You are viewing a plain text version of this content. The canonical link for it is here.
Posted to commits@spark.apache.org by jo...@apache.org on 2022/01/04 19:05:28 UTC
[spark] branch branch-3.0 updated: [SPARK-37784][SQL] Correctly handle UDTs in CodeGenerator.addBufferedState()

This is an automated email from the ASF dual-hosted git repository.
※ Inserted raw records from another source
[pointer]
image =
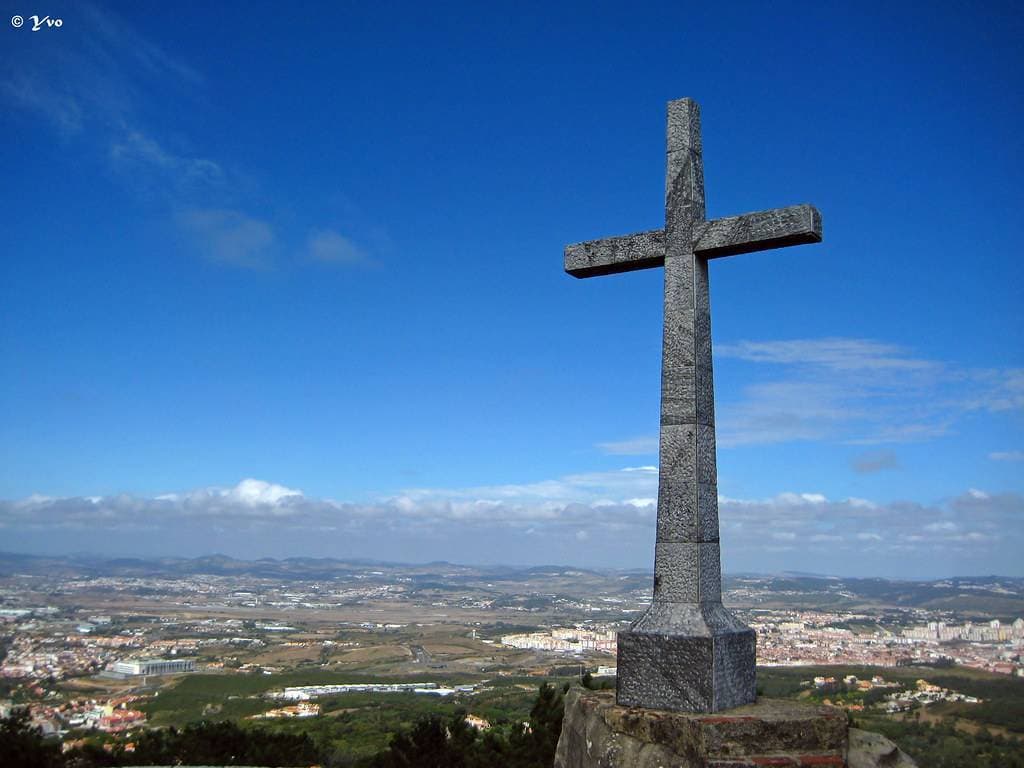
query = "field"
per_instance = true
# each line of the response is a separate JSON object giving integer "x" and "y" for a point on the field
{"x": 353, "y": 724}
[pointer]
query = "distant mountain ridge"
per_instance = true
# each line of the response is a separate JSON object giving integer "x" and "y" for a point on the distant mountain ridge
{"x": 993, "y": 595}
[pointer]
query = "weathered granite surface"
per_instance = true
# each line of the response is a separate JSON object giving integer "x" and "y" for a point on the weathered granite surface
{"x": 687, "y": 652}
{"x": 597, "y": 733}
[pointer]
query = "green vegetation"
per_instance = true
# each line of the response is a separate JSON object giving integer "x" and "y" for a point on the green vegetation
{"x": 941, "y": 744}
{"x": 430, "y": 740}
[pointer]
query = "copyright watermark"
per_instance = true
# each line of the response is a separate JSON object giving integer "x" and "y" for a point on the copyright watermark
{"x": 38, "y": 23}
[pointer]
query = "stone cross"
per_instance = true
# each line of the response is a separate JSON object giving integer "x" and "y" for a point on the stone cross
{"x": 687, "y": 652}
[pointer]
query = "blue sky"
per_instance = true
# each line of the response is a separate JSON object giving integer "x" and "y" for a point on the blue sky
{"x": 289, "y": 282}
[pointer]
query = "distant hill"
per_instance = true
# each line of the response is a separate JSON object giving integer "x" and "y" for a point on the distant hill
{"x": 991, "y": 596}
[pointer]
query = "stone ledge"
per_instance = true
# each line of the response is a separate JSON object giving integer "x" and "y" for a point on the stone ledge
{"x": 597, "y": 733}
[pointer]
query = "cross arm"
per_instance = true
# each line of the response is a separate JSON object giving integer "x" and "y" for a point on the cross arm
{"x": 611, "y": 255}
{"x": 759, "y": 231}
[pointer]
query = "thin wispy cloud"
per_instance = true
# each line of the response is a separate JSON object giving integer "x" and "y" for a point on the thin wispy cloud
{"x": 632, "y": 446}
{"x": 229, "y": 237}
{"x": 615, "y": 508}
{"x": 331, "y": 247}
{"x": 856, "y": 391}
{"x": 853, "y": 391}
{"x": 1007, "y": 456}
{"x": 876, "y": 461}
{"x": 95, "y": 90}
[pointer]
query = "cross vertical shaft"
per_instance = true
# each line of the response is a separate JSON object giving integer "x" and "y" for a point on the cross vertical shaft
{"x": 687, "y": 651}
{"x": 686, "y": 554}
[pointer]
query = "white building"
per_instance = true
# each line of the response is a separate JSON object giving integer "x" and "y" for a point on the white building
{"x": 154, "y": 667}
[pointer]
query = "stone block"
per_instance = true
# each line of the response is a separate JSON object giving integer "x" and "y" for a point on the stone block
{"x": 676, "y": 452}
{"x": 599, "y": 733}
{"x": 676, "y": 571}
{"x": 707, "y": 512}
{"x": 709, "y": 669}
{"x": 677, "y": 510}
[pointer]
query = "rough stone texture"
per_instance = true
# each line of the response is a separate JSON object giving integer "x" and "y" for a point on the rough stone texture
{"x": 597, "y": 732}
{"x": 687, "y": 652}
{"x": 759, "y": 231}
{"x": 869, "y": 750}
{"x": 640, "y": 251}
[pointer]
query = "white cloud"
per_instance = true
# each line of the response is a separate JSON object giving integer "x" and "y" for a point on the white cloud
{"x": 148, "y": 164}
{"x": 872, "y": 462}
{"x": 329, "y": 246}
{"x": 856, "y": 391}
{"x": 631, "y": 446}
{"x": 257, "y": 492}
{"x": 229, "y": 237}
{"x": 836, "y": 353}
{"x": 1007, "y": 456}
{"x": 601, "y": 507}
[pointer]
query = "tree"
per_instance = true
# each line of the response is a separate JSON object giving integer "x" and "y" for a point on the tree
{"x": 23, "y": 745}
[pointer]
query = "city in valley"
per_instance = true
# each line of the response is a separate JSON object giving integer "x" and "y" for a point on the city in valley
{"x": 107, "y": 646}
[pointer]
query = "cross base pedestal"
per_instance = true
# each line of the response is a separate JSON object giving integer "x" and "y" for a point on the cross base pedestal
{"x": 686, "y": 657}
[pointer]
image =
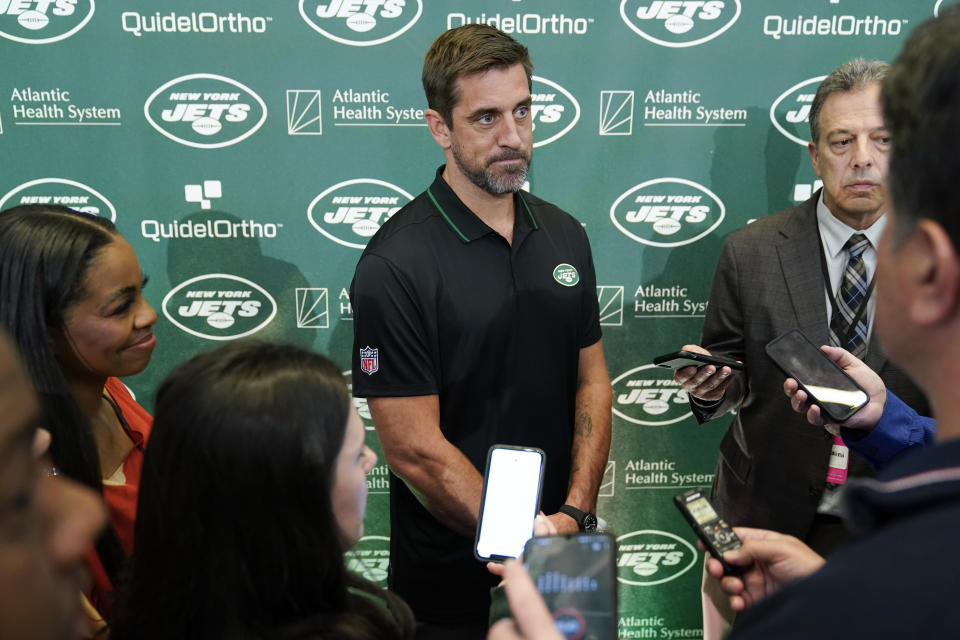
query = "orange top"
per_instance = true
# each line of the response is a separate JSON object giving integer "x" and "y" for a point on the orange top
{"x": 120, "y": 491}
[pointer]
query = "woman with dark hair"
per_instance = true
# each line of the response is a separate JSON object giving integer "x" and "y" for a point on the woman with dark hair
{"x": 253, "y": 487}
{"x": 71, "y": 297}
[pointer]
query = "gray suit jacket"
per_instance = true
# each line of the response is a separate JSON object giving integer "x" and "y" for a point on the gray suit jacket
{"x": 773, "y": 464}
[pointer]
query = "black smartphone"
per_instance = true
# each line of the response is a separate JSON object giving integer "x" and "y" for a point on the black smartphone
{"x": 717, "y": 536}
{"x": 576, "y": 575}
{"x": 511, "y": 499}
{"x": 826, "y": 384}
{"x": 680, "y": 359}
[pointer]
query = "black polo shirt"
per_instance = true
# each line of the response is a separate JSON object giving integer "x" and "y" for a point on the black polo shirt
{"x": 443, "y": 305}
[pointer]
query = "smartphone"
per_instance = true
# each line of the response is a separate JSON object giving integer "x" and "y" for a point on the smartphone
{"x": 717, "y": 536}
{"x": 510, "y": 502}
{"x": 826, "y": 384}
{"x": 680, "y": 359}
{"x": 576, "y": 575}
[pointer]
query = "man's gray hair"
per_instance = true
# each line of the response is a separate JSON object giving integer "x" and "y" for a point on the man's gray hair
{"x": 856, "y": 75}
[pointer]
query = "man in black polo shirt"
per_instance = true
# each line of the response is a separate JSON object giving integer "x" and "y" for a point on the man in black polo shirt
{"x": 476, "y": 322}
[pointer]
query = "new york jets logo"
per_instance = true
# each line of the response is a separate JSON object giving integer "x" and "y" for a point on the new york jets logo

joshrosen pushed a commit to branch branch-3.0
in repository https://gitbox.apache.org/repos/asf/spark.git


The following commit(s) were added to refs/heads/branch-3.0 by this push:
     new 3aaf722  [SPARK-37784][SQL] Correctly handle UDTs in CodeGenerator.addBufferedState()
3aaf722 is described below

commit 3aaf722a0d6552733504c794f59d390c349dfa80
Author: Josh Rosen <jo...@databricks.com>
AuthorDate: Tue Jan 4 10:59:53 2022 -0800

    [SPARK-37784][SQL] Correctly handle UDTs in CodeGenerator.addBufferedState()
    
    ### What changes were proposed in this pull request?
    
    This PR fixes a correctness issue in the CodeGenerator.addBufferedState() helper method (which is used by the SortMergeJoinExec operator).
    
    The addBufferedState() method generates code for buffering values that come from a row in an operator's input iterator, performing any necessary copying so that the buffered values remain correct after the input iterator advances to the next row.
    
    The current logic does not correctly handle UDTs: these fall through to the match statement's default branch, causing UDT values to be buffered without copying. This is problematic if the UDT's underlying SQL type is an array, map, struct, or string type (since those types require copying). Failing to copy values can lead to correctness issues or crashes.
    
    This patch's fix is simple: when the dataType is a UDT, use its underlying sqlType for determining whether values need to be copied. I used an existing helper function to perform this type unwrapping.
    
    ### Why are the changes needed?
    
    Fix a correctness issue.
    
    ### Does this PR introduce _any_ user-facing change?
    
    No.
    
    ### How was this patch tested?
    
    I manually tested this change by re-running a workload which failed with a segfault prior to this patch. See JIRA for more details: https://issues.apache.org/jira/browse/SPARK-37784
    
    So far I have been unable to come up with a CI-runnable regression test which would have failed prior to this change (my only working reproduction runs in a pre-production environment and does not fail in my development environment).
    
    Closes #35066 from JoshRosen/SPARK-37784.
    
    Authored-by: Josh Rosen <jo...@databricks.com>
    Signed-off-by: Josh Rosen <jo...@databricks.com>
    (cherry picked from commit eeef48fac412a57382b02ba3f39456d96379b5f5)
    Signed-off-by: Josh Rosen <jo...@databricks.com>
---
 .../apache/spark/sql/catalyst/expressions/codegen/CodeGenerator.scala   | 2 +-
 1 file changed, 1 insertion(+), 1 deletion(-)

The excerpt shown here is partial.